Flying with Angels

This is a tender, violent, compassionate story about the joys and  agonies of growing old.

It is 1845, and Martha Morgan, Mistress of Plas  Ingli, is feeling her age. She receives warnings that she should take  care. Her beloved estate collapses, and she has to call upon her deepest  reserves of strength in order to survive.

But her misery is lessened  when she meets a travelling evangelist on the summit of Angel Mountain.  It turns out that the fate of Amos Jones Minor Prophet is inextricably  bound up with her own. Martha may be a grandmother and a widow, but she  still has an appetite for sex. A single indiscretion in Tycanol Wood  splits the community and tests the loyalty of friends and family to the  limit, and starts a drift towards the final tragic episodes of Martha s  life.

While Martha is dealing with these personal crises, she is also  drawn to help the peasants caught up in the Irish Potato Famine. A  shipwreck on the coast near Newport gives her the opportunity to do  something practical, but in the process she offends the secret Society  of Sea Serjeants. Her family tries to protect her from evil men who are  driven by ancient family animosities. But her fighting spirit is  stronger than her body, and she takes them on.

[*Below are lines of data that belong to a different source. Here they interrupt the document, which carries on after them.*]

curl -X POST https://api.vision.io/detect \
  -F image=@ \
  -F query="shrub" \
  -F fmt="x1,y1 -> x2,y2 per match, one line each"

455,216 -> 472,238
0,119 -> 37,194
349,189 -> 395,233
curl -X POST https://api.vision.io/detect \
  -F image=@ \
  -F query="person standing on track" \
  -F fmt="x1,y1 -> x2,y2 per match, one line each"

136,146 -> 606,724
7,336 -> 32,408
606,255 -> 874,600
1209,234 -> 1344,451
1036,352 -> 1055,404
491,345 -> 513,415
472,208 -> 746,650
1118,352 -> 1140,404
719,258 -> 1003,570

It becomes clear that  Martha will not die in her bed; nor does she, but in the final act of  her exciting life there are breathless twists and turns which confound  her enemies and leave her undefeated.

This is Brian's favourite book out of the eight written thus far -- maybe because he was drawn into it much more emotionally than into any of the others. After all, it is about the end of Martha's life, and in writing about the declining years of a heroine as feisty as she, a contemplation of mortality becomes inevitable!